The moment came and went silently, no one noticing that we had turned a significant page in the story of our family. No one comprehending that everything had suddenly changed and that life between us would always be just a little bit different. I’m not sure how long it had been before it occurred to me that this monumental moment had passed unnoticed, but when it did I began to search my memory, trying desperately to find it again so that it could be properly recorded and remembered in the way milestones like this deserve. But no matter how hard I tried I could not find it again, I could not pinpoint the exact minute it happened. Realizing that I had carelessly let this moment slip by made me both sad and angry, upset that I tossed this one event into the pile of other meaningless memories that I had collected through the normal course of the day.

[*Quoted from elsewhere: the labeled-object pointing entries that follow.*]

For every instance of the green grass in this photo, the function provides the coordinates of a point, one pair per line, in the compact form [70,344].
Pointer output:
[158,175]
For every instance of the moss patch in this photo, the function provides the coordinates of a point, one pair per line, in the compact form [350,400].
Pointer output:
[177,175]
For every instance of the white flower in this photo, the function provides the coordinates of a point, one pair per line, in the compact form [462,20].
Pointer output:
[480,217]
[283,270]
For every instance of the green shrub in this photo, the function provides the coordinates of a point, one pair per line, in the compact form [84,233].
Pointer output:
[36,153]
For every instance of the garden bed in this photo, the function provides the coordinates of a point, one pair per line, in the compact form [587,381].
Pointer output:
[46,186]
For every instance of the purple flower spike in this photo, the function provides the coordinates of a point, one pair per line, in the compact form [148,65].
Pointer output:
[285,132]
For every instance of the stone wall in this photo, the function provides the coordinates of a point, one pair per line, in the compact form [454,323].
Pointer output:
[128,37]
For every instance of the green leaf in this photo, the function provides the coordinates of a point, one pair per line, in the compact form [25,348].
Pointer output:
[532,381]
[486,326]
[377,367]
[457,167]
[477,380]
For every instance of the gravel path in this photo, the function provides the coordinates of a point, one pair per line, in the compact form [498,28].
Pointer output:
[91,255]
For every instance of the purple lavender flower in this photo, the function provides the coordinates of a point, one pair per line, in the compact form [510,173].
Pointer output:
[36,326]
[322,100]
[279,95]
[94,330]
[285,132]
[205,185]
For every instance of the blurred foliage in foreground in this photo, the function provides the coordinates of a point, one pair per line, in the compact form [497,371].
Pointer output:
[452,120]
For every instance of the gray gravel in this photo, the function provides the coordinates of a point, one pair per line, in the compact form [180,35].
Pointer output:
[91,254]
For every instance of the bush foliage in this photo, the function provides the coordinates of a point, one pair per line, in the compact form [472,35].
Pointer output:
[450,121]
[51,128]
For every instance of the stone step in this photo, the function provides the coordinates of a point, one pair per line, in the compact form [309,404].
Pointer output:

What was this forgotten moment?
It was the last time I ever held Jake.
After years of picking up and holding my little boy in my arms there came a day when I picked him up and then I put him down. I put him down and I never picked him up again.
Let me assure you this wasn’t the result of a thoughtful decision, this was not a day we circled on the calendar. It just happened without thought or plan, without understanding or intention. Believing there would always be another opportunity I simply lowered him to the ground and we moved on to the next stage of our relationship without recognition or fan fare. Last month Jake turned 12, and 12 year olds aren’t much for being held. Even if he wanted me to it has almost become a physical impossibility. With some effort I can still get him off the ground, but the days of a daddy effortlessly scooping up and holding his little boy came to an end somewhere in our past and, for the life of me, I cannot remember when it happened. Today my little girl turns six and we move even closer to repeating that same sad moment, but we are not there yet.
She still looks up and asks, “Daddy will you hold me?” and knowing how temporary it all is I have made a commitment to pick her up and hold her for as long as she will let me.
So yes, Elle, I will hold you. I will hold you for as long as I possibly can. Because one day, without either one of us knowing it, I will pick you up, hold you close, and then casually put you down for the last time.